Künstlerisches und politisches Wirken ab 1945
Szenenbild aus der Uraufführung 1949 von Herr Puntila und sein Knecht Matti im Deutschen Theater Berlin: Gisela Trowe und Erwin Geschonneck
Von 1946 bis 1948 arbeitete Geschonneck an den Hamburger Kammerspielen u.a. mit Helmut Käutner sowie Ida Ehre und spielte in verschiedenen Filmproduktionen, so u.a. 1947 im Episodenfilm „In jenen Tagen“. 1949 holten ihn Bertolt Brecht und Helene Weigel an das Berliner Ensemble. Dort spielte er mit allen namhaften Regisseuren große Rollen wie den Matti in Herr Puntila und sein Knecht Matti von Brecht, den Dorfrichter Adam in Kleists Der zerbrochne Krug und den Don Juan in Molières gleichnamigem Stück. Zugleich begann mit der Verfilmung von „Der Biberpelz“ eine erfolgreiche Karriere bei der DEFA und dem DFF, in deren Verlauf er mit vielen wichtigen Regisseuren der DDR arbeitete (s. Filmografie). So spielte er 1950 den Holländer-Michel in Das kalte Herz, dem ersten DEFA-Farbfilm.

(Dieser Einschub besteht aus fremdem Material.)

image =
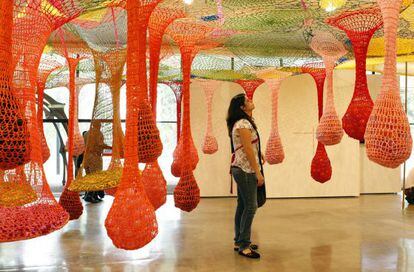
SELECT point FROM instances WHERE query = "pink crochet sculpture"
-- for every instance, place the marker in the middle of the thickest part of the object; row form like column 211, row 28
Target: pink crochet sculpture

1958 spielte Erwin Geschonneck in Konrad Wolfs kritischem Film Sonnensucher über den Uranbergbau der Wismut AG, der bis 1972 in der DDR verboten war. Der Film Leute mit Flügeln wurde ab 1961 nicht mehr aufgeführt, einige weitere Filme, in denen er mitwirkte, wurden verboten, wie Das Stacheltier – Darf der denn das? bzw. Gerhard Kleins Film Berlin um die Ecke, oder zensiert wie Das Beil von Wandsbek nach Arnold Zweig.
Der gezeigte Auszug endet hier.